Yep very funny & interesting. I wish i had the time, iv been away from windows for 2.5 years now. I know quite a lot but my memory is not what it used to be and if i don’t use something for a good while i WILL forget it. I try to keep organized cherrytree notes of every problem iv had and how i fixed it in the end but its never enough.
iv tried initcall_debug=1 (even though i have searched just about everywhere and nowhere do i see an “=1” in any examples or description) but lets try it anyhow.
I’m not familiar with these specific kernel parameters, but in my experience you need to turn on debugging options while compiling the kernel and that’s not a road you want to go down.
(I only ever did this once because I was still on Ubuntu and they’re not as good as Manjaro in providing newer kernels so I kind of had to if I wanted to use the AC portion of my WiFi as I bought a new router)
Release candidate 2 for the 5.9 kernel has been released, so you could try that, but that’s beta software and for something that’s happening every couple of weeks I wouldn’t go down that road…
I’m re-iterating what I said before:
If it happens, look at which piece of software that you run only intermittently is causing this (Keeping a game open would qualify)
rtcwake is a tool that can be used to enter a system sleep state (suspend/hibernate) until a specified wakeup time. And you can easily use it to perform suspend/hibernate stress tests. For example, you can use this simple script to run 1000 STR cycles easily
for i in $(seq 1000); do
rtcwake –m mem –s 30
done
But when i create a shell script and run it it refuses to see the -s argument and throws an error:-
❰greg❙~/git/pm-graph(git≠master)❱✔≻ sudo ./rtcwake.sh
rtcwake: must provide wake time (see --seconds, --time and --date options)

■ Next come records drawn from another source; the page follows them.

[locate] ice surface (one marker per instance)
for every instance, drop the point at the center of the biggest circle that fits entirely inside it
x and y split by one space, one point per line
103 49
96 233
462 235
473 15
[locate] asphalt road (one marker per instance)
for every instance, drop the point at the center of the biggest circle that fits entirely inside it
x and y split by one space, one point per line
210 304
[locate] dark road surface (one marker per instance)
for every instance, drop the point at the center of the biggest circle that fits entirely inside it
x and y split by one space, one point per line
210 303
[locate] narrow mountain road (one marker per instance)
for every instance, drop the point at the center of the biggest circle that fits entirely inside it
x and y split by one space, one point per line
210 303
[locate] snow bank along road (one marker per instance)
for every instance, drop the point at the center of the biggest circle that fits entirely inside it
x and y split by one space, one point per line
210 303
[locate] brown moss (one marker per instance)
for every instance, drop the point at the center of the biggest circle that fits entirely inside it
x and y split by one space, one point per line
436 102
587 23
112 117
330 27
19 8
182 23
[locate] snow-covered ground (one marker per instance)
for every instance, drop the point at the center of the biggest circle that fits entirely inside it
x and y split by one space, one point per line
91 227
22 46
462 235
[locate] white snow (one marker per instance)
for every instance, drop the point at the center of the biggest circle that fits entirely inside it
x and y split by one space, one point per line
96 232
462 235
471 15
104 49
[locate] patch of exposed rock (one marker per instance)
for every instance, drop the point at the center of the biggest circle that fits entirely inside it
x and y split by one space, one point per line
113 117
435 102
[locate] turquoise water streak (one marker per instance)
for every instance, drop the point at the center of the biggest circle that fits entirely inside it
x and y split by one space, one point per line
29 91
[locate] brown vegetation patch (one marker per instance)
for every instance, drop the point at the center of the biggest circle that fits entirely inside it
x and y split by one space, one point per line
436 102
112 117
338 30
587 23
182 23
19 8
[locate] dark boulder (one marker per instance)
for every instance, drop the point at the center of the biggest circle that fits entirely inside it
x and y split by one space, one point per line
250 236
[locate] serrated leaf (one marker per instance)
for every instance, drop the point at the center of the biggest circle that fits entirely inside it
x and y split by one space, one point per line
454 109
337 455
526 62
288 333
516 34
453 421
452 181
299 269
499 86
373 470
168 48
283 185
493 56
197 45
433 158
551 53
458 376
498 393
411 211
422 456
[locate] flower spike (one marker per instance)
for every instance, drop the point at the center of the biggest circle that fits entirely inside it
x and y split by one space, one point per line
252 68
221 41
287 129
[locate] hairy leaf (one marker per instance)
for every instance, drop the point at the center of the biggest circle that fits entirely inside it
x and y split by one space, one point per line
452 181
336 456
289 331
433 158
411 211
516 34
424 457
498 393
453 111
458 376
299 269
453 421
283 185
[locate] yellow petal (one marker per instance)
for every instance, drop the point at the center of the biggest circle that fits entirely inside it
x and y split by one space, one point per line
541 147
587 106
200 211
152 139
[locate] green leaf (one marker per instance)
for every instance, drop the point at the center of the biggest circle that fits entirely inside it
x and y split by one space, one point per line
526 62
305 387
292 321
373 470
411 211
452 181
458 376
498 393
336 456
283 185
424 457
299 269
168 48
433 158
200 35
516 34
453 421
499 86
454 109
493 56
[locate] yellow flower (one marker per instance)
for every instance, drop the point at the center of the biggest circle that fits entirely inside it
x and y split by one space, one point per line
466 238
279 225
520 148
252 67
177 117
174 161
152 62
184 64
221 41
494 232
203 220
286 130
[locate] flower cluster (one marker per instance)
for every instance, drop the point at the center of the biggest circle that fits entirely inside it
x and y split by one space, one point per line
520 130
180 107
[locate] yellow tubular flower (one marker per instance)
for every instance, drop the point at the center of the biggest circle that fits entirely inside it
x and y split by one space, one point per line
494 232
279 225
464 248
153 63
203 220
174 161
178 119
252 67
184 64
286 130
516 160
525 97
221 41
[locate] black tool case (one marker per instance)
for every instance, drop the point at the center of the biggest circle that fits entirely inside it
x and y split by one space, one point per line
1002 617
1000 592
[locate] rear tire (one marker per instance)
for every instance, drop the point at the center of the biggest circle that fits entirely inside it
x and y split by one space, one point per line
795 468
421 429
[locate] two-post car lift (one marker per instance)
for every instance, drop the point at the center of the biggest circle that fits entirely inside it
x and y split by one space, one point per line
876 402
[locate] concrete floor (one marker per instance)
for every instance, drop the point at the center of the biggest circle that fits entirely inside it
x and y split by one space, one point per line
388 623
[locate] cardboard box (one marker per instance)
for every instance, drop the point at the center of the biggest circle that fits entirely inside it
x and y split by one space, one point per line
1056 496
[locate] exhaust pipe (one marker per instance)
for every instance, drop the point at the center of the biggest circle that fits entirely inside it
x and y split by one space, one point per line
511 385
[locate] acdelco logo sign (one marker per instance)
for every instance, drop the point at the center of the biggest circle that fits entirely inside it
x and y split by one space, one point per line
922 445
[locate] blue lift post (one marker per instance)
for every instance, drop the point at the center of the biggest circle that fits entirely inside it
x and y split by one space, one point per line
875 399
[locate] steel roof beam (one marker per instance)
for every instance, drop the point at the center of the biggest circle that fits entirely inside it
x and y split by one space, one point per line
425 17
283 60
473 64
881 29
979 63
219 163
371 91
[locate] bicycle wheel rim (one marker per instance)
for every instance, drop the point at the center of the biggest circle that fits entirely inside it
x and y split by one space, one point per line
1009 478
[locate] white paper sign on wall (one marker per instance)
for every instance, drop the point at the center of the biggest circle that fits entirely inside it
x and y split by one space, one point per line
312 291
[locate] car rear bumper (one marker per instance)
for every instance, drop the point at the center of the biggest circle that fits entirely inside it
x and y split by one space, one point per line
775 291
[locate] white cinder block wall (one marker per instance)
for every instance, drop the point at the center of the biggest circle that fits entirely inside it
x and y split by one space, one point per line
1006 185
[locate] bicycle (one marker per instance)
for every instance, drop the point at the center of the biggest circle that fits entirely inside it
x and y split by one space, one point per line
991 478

rtcwake: must provide wake time (see --seconds, --time and --date options)
rtcwake: must provide wake time (see --seconds, --time and --date options)
❰greg❙~/git/pm-graph(git≠master)❱✘≻ cat rtcwake.sh
#!/bin/bash
for i in $(seq 3); do
rtcwake –m mem –s 30
done
❰greg❙~/git/pm-graph(git≠master)❱✔≻
but I can run sudo rtcwake –m mem –s 30 just fine in the terminal?
You are a master :), yes it was exactly as you say. It looked exactly the same as a “-” but obviously was not. I never even knew such was possible and if it is/was why would instruction sites with “code sections” that are meant to be copy pasted even use them???! Are they trying to give people brain damage ^^
Right, onwards towards the next confusing headache but onwards nonetheless.
Would you mind posting the solution and then pressing the Solution button so that the next person that has the exact same problem you just had will benefit from your post as well as your question will now be in the “solved” status.
I did push “solution” on the other thread where i asked how to pass kernel options. However, this thread is asking how to get to the bottom of my suspend/sleep bug which i have not managed to do yet, im getting there very slowly, but not there just yet.